Looking down, Hadjar realized that he was still dressed in his tattered clothes. He hadn’t taken them off since leaving the Valley of Streams. He was overjoyed that he still had them, as he believed that they brought him good luck.

“Don’t think this is the end of our conversation, you sly cat.”

Azrea just yawned, showing rows of small but sharp fangs. Placing the cub back into his shirt, Hadjar threw back the blanket and mentally thanked whoever had placed crutches next to his bed. He had no idea how long he’d been unconscious. His muscles, devoid of energy as they were, protested as he tried to get up. Grabbing the edge of the bed to avoid falling, Hadjar propped himself up on the crutches with a grunt and hobbled toward the exit.
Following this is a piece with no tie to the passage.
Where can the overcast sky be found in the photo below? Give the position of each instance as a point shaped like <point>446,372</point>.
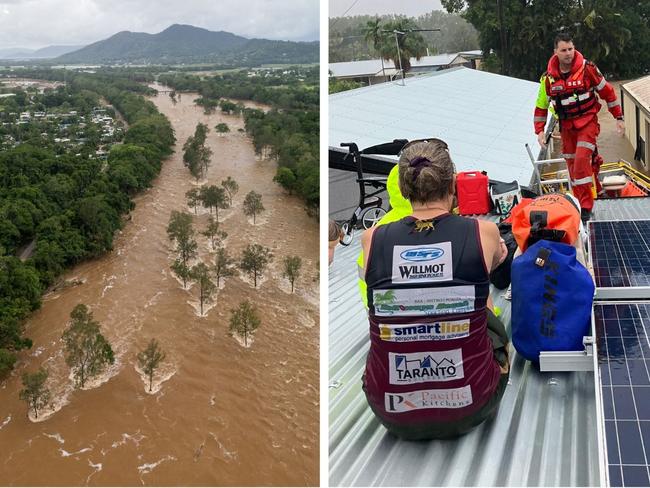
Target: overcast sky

There were five of them — two on each side and one in the center. He left the medical wing through the central one. He’d seen and been in enough of them during his time in the military, and he would’ve loved nothing more than to never have to visit one again. Hobbling over to the door, he opened it with his shoulder, ignoring the slight pain. He went down a long corridor and came outside. Shivering in the cool northern wind, he leaned against the wall, breathing heavily.

I never thought, he said to himself as he slowly slid down the wall, that such a short journey could ever be so difficult for a true cultivator.

Sitting on the steps, he retrieved his old, worn-out pipe from his spatial ring. It had been given to him by the girl he’d never been able to love. After all, why would he want to burden a beautiful maiden with a legless cripple? It was odd, but he’d always associated this pipe with victory over the nomads... who’d been led by the Lascanians. Ironically enough, now he was lighting this same pipe while sitting beneath the Lascanian sky.